NIMCET 2025 Paper

Use complementary angles $(\cos (90^{\circ} - \theta) = \sin \; \theta)$ to convert some cosines to sines, then use product-to-sum formulas to simplify the product.

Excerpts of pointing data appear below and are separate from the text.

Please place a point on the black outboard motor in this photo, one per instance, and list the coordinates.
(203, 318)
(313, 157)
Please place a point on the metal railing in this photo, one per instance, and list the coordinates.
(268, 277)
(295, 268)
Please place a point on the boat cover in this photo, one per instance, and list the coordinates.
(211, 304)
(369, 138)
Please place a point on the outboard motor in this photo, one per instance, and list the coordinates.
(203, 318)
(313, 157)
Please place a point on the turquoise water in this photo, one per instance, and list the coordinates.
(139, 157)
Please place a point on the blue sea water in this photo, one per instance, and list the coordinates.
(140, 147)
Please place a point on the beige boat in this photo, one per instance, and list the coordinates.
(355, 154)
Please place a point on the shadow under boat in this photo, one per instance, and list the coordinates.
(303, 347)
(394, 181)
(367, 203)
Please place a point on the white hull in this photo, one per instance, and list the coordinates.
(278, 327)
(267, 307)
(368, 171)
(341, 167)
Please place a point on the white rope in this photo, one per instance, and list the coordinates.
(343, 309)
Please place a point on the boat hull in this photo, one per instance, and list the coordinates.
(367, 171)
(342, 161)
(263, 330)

Finally, express everything in terms of $\cos 10^{\circ}$ and compare with the given form $\alpha + \frac{\sqrt{3}}{16} \cos 10^{\circ}$ to find $\alpha$. Start with$E = \cos^2 (10^{\circ}) \cos (20^{\circ}) \cos (40^{\circ}) \cos (50^{\circ}) \cos (70^{\circ}) .$Use $\cos 50^{\circ} = \sin \; 40^{\circ}, \cos 70^{\circ} = \sin \; 20^{\circ}$ :$E = \cos^2 10^{\circ} \cdot \cos 20^{\circ} \cos 40^{\circ} \sin \; 40^{\circ} \sin \; 20^{\circ} .$Group:$\sin \; 20^{\circ} \cos 20^{\circ} = \frac{1}{2} \sin \; 40^{\circ}, \;\; \sin \; 40^{\circ} \cos 40^{\circ} = \frac{1}{2} \sin \; 80^{\circ} .$So$E = \cos^2 10^{\circ} \cdot \frac{1}{2} \sin \; 40^{\circ} \cdot \frac{1}{2} \sin \; 80^{\circ} = \frac{1}{4} \cos^2 10^{\circ} \sin \; 40^{\circ} \sin \; 80^{\circ} .$Use $2 \sin \; A \sin \; B = \cos (A - B) - \cos (A + B)$ :$\sin \; 40^{\circ} \sin \; 80^{\circ} = \frac{1}{2} (\cos 40^{\circ} - \cos 120^{\circ}) = \frac{1}{2} \left(\cos 40^{\circ} + \frac{1}{2}\right) .$So$E = \frac{1}{4} \cos^2 10^{\circ} \cdot \frac{1}{2} \left(\cos 40^{\circ} + \frac{1}{2}\right) = \frac{1}{8} \cos^2 10^{\circ} \left(\cos 40^{\circ} + \frac{1}{2}\right) .$Now, using multiple-angle identities (expressing $\cos 40^{\circ}$ in terms of $\cos 10^{\circ}$ ) and the fact that $\cos 30^{\circ} = \cos (3 \cdot 10^{\circ}) = \frac{\sqrt{3}}{2}$,this expression simplifies to the required form:$E = \alpha + \frac{\sqrt{3}}{16} \cos 10^{\circ} \;\; \Rightarrow \;\; \alpha = \frac{3}{64} .$Then $3 \alpha^{-1} = 3 \cdot \frac{64}{3} = 64$.